Невьянская башня - Алексей Викторович Иванов. Страница 48


О книге
Это был курень — место, где крестьяне выжигают уголь для завода.

Главными сооружениями куреня были «кабаны» — несколько огромных поленниц длиной шагов по двадцать, шириной по десять шагов и высотой в полтора человеческих роста. Плотно обложенные дёрном и заваленные сверху землёй, чёрно-бурые громады казались могилами великанов. Углежоги поджигали их, и «кабаны» по многу дней медленно тлели изнутри, гневно дымя оставленными дырами, как при торфяном пожаре. От гнетущей духоты и сдавленного чудовищного пекла дрова в «кабанах» превращались в древесный уголь — пищу для плавильных горнов и доменных печей.

По краям куреня кособочились жилые балаганы. Работа шла своим чередом. Из леса, откуда-то с новой лесосеки, на лошадях волокли брёвна, поодаль работники двуручными пилами делили их на длинные чурбаки и клиньями раскалывали на поленья: на курене сооружали ещё один «кабан». Углежоги выглядели страшно: чёрные от копоти лица, воспалённые глаза, волосы в пепле и древесной трухе, прожжённая одёжа.

Заметив гостей, от «кабанов» к ним направился артельный.

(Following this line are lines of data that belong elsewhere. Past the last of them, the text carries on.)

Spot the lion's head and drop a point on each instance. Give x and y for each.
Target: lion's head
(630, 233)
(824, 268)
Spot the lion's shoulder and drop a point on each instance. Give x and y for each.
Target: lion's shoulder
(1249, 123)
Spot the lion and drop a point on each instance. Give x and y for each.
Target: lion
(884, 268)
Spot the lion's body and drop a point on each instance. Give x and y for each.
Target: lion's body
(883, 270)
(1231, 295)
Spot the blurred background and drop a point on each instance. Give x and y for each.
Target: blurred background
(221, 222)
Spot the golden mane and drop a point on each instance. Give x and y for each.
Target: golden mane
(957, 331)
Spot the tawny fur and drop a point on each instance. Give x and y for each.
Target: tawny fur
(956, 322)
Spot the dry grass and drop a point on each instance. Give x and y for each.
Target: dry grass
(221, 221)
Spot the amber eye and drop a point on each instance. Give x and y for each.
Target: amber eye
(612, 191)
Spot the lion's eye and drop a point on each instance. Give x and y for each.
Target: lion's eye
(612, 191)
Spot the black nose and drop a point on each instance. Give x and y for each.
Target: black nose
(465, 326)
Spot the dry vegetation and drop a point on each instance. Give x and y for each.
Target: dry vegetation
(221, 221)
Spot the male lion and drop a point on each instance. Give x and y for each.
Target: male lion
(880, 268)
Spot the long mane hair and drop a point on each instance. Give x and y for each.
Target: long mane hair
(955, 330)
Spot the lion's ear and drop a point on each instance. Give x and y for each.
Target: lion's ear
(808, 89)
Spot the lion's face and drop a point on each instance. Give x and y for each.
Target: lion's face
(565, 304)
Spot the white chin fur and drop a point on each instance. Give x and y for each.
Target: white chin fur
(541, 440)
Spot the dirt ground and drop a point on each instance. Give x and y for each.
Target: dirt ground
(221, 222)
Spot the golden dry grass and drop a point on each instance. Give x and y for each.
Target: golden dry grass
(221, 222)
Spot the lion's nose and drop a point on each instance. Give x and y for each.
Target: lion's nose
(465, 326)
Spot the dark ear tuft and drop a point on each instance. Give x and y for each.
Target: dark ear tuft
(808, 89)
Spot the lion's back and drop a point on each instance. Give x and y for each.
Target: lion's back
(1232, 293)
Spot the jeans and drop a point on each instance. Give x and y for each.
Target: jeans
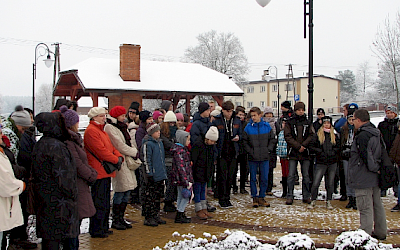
(120, 197)
(199, 189)
(319, 172)
(372, 212)
(349, 191)
(181, 202)
(263, 167)
(305, 165)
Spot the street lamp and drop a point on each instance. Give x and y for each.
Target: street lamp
(268, 77)
(310, 14)
(48, 62)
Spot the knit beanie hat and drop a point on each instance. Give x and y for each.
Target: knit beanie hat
(170, 117)
(157, 114)
(320, 110)
(268, 110)
(212, 133)
(203, 107)
(135, 106)
(181, 136)
(326, 118)
(71, 117)
(117, 111)
(22, 118)
(299, 105)
(179, 116)
(286, 104)
(152, 128)
(165, 105)
(95, 111)
(144, 115)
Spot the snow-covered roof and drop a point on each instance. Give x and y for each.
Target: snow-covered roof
(103, 74)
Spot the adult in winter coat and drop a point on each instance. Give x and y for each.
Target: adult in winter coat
(86, 174)
(98, 146)
(229, 131)
(298, 133)
(201, 122)
(346, 140)
(365, 155)
(259, 140)
(181, 174)
(125, 179)
(168, 131)
(10, 189)
(325, 143)
(55, 184)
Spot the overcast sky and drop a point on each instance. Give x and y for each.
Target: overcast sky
(343, 33)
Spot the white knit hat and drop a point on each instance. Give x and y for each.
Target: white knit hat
(212, 133)
(95, 111)
(170, 117)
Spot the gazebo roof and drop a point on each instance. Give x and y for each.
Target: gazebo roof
(102, 75)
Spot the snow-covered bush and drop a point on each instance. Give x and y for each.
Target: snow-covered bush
(295, 241)
(358, 240)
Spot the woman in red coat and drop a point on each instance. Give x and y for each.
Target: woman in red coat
(99, 148)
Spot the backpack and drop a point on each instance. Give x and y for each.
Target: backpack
(387, 170)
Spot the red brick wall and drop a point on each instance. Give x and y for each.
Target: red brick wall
(124, 99)
(129, 65)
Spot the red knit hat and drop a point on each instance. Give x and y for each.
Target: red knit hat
(117, 111)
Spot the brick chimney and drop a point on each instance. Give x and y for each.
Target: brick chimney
(129, 62)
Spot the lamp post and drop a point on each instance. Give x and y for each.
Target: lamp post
(277, 79)
(310, 15)
(48, 62)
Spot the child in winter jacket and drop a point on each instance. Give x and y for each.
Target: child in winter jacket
(154, 174)
(182, 175)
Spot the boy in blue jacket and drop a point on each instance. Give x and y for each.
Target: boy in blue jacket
(154, 174)
(259, 141)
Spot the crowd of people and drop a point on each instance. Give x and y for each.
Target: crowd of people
(160, 156)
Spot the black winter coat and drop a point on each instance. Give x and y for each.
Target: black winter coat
(327, 153)
(202, 156)
(54, 177)
(86, 176)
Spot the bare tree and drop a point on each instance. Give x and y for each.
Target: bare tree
(363, 78)
(44, 98)
(387, 48)
(222, 52)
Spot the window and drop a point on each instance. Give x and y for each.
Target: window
(288, 87)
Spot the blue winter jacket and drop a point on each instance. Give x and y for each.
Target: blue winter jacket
(259, 140)
(153, 156)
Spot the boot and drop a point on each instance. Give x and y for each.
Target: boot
(181, 218)
(116, 216)
(169, 206)
(122, 213)
(284, 187)
(351, 201)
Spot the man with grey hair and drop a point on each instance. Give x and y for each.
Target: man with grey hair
(365, 155)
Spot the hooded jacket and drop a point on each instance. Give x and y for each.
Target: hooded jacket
(365, 156)
(125, 179)
(10, 189)
(153, 158)
(259, 140)
(86, 176)
(55, 181)
(199, 127)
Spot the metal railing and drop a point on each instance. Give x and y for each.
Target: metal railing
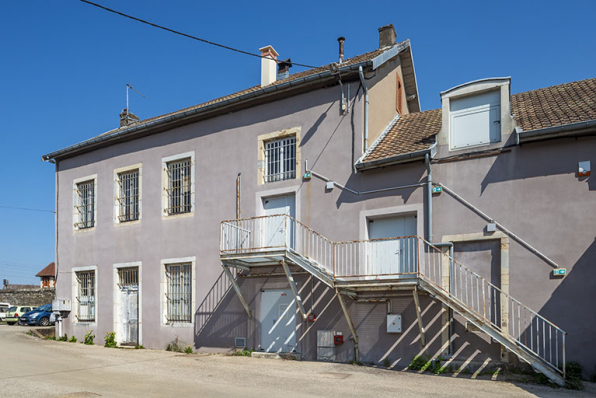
(493, 307)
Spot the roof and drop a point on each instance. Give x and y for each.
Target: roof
(300, 79)
(49, 270)
(565, 104)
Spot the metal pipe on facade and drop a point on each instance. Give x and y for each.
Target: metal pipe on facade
(365, 89)
(429, 193)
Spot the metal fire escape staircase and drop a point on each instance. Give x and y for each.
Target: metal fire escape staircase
(402, 263)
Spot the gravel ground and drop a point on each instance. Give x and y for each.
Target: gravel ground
(38, 368)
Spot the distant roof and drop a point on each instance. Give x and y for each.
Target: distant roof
(559, 105)
(49, 270)
(294, 80)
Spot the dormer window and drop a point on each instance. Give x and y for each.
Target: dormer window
(475, 120)
(473, 114)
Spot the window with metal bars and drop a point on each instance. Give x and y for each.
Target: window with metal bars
(128, 196)
(179, 186)
(280, 159)
(86, 296)
(86, 204)
(179, 293)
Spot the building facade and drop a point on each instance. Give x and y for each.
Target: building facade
(360, 228)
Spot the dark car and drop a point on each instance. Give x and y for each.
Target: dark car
(38, 316)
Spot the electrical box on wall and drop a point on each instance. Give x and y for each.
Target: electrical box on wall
(393, 323)
(61, 305)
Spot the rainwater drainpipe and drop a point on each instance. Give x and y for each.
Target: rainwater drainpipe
(363, 82)
(429, 211)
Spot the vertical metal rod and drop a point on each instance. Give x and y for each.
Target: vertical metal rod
(419, 317)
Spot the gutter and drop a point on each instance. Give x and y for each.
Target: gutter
(566, 130)
(179, 116)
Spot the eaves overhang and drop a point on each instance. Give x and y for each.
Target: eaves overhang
(567, 130)
(265, 94)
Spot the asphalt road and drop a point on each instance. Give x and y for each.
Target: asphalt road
(38, 368)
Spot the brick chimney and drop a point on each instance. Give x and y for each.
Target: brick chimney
(386, 36)
(268, 65)
(127, 118)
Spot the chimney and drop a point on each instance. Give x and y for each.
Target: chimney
(283, 70)
(386, 36)
(127, 118)
(268, 65)
(341, 49)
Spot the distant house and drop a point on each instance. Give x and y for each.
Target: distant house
(48, 276)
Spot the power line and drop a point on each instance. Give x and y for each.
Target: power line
(26, 209)
(184, 34)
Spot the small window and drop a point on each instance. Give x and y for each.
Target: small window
(86, 296)
(86, 204)
(128, 196)
(179, 293)
(179, 186)
(280, 159)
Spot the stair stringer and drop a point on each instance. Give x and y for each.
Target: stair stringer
(511, 345)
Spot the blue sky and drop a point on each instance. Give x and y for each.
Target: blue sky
(65, 65)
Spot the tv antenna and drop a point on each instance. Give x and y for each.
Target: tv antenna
(129, 87)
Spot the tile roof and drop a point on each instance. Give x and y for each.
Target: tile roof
(532, 110)
(49, 270)
(351, 61)
(555, 106)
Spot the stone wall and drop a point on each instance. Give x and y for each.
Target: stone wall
(32, 296)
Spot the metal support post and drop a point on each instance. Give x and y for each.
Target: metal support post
(237, 289)
(419, 316)
(293, 287)
(350, 324)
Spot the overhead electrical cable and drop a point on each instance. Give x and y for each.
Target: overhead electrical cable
(185, 34)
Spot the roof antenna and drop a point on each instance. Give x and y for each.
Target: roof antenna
(128, 86)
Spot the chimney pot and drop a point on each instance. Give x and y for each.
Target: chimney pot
(386, 36)
(341, 40)
(268, 65)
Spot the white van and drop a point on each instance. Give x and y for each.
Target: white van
(3, 310)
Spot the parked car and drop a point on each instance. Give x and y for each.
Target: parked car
(3, 310)
(14, 312)
(38, 316)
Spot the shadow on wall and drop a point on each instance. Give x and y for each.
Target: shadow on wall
(571, 307)
(542, 159)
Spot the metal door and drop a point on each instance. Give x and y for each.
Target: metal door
(278, 321)
(391, 256)
(278, 231)
(128, 333)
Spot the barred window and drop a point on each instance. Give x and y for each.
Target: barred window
(86, 204)
(179, 293)
(280, 159)
(128, 196)
(86, 296)
(179, 186)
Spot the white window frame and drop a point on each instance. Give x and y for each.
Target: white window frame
(75, 293)
(164, 289)
(282, 174)
(165, 184)
(75, 200)
(117, 172)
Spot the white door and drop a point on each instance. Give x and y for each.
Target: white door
(391, 256)
(274, 228)
(278, 321)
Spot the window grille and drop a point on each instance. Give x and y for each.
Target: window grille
(280, 159)
(179, 294)
(128, 197)
(179, 186)
(86, 297)
(86, 205)
(128, 277)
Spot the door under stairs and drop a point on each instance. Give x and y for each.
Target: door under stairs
(411, 263)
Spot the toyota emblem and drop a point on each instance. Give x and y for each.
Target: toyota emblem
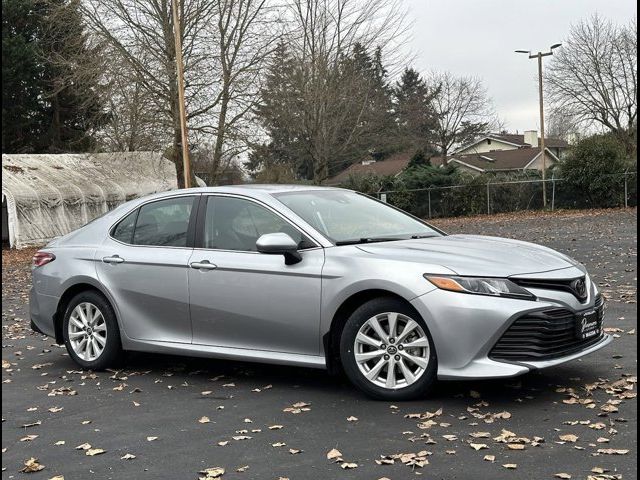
(580, 287)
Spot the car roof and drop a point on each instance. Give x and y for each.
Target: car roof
(253, 189)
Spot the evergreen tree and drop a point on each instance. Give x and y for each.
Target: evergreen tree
(50, 95)
(321, 117)
(415, 115)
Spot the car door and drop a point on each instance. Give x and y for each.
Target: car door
(143, 263)
(244, 299)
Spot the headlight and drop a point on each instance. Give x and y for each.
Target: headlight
(499, 287)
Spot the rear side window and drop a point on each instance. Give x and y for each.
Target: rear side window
(124, 230)
(164, 223)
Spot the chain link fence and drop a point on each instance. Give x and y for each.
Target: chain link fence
(510, 196)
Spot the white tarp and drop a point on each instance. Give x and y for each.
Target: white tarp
(50, 195)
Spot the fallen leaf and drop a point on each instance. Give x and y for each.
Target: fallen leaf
(478, 446)
(212, 473)
(612, 451)
(94, 451)
(334, 453)
(515, 446)
(32, 465)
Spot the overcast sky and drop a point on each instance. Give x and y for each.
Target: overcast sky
(478, 37)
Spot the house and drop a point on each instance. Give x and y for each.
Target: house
(492, 142)
(392, 166)
(499, 161)
(491, 153)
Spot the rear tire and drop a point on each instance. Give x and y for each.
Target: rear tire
(387, 351)
(91, 332)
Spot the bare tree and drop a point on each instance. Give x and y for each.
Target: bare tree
(593, 78)
(245, 36)
(141, 31)
(462, 108)
(224, 43)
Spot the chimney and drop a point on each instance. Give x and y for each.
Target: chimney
(531, 137)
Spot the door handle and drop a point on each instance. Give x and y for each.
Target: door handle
(113, 259)
(204, 265)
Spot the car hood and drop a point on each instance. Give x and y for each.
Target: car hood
(475, 255)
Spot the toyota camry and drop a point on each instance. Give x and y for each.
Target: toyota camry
(314, 277)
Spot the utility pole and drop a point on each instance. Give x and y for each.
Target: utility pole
(539, 56)
(186, 161)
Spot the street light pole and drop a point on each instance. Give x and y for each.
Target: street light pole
(539, 56)
(186, 161)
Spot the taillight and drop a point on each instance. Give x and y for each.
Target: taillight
(42, 258)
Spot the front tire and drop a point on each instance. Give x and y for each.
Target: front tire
(387, 351)
(90, 331)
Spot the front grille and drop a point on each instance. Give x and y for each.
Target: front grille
(570, 285)
(544, 335)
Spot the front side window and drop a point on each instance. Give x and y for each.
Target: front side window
(164, 223)
(349, 217)
(236, 224)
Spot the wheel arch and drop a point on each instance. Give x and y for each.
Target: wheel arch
(331, 340)
(70, 292)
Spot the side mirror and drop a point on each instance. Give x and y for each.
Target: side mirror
(279, 244)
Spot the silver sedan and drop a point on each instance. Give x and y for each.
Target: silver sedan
(316, 277)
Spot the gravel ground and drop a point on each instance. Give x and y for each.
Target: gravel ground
(179, 416)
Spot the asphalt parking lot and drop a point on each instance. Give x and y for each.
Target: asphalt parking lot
(173, 417)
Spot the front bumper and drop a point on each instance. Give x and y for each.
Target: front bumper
(465, 328)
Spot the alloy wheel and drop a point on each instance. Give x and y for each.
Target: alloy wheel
(87, 331)
(392, 350)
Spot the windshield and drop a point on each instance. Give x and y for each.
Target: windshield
(348, 217)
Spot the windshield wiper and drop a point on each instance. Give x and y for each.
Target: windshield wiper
(355, 241)
(428, 235)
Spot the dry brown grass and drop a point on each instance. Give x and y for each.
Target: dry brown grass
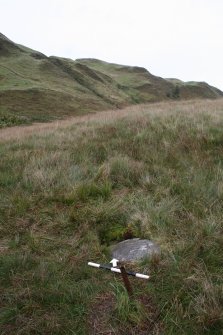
(188, 107)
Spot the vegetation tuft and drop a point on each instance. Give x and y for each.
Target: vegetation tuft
(66, 195)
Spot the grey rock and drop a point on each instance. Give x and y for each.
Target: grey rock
(134, 249)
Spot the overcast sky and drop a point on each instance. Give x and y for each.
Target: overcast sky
(171, 38)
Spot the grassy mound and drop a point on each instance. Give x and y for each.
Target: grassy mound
(34, 87)
(66, 195)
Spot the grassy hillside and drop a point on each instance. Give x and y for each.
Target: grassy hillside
(34, 87)
(68, 193)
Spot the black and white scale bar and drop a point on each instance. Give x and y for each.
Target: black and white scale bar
(107, 267)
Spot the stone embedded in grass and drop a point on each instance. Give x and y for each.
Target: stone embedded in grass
(134, 249)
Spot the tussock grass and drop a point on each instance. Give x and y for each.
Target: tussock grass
(67, 192)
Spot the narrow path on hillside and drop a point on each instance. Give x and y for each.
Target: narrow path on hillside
(19, 132)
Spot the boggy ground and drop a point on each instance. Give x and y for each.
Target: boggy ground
(70, 190)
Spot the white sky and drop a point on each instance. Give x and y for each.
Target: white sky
(171, 38)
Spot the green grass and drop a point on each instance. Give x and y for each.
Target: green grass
(37, 88)
(67, 195)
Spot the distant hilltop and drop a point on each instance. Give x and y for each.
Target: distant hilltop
(37, 88)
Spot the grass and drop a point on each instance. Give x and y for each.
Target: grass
(68, 193)
(37, 88)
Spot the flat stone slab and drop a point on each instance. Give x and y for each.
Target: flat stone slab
(134, 249)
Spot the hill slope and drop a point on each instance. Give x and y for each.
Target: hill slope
(34, 87)
(69, 192)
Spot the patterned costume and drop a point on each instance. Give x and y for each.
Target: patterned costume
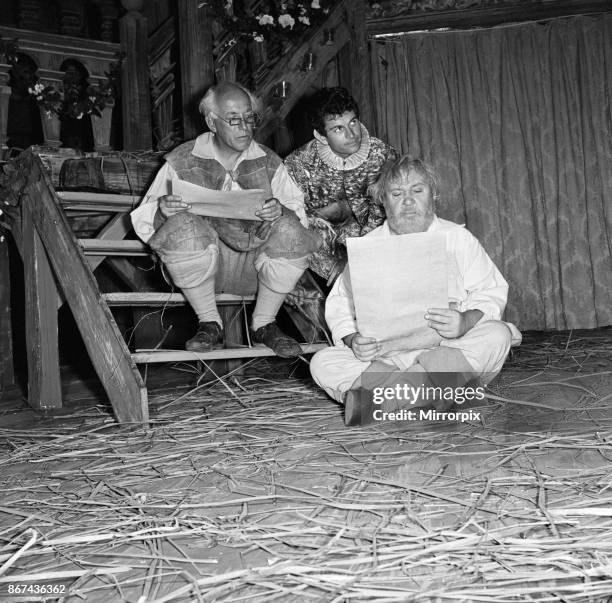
(336, 194)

— Кто это в нашу преисподнюю пожаловал? — сипло спросил он.

— Мы от Акинфия Никитича, — не вылезая из кошёвки, ответил Артамон. — Ищем тут кое-кого… Не попадался вам покойник на дороге?

— Отчего же покойник-то? — артельный покашлял в кулак. — Живой он был, только пьянущий, потому чуть не замёрз насмерть… С неделю назад я его из сугроба вытащил, когда в Покровский скит ездил. Спас его, считай.

— И где он? — хищно напрягся Артамон. — У вас?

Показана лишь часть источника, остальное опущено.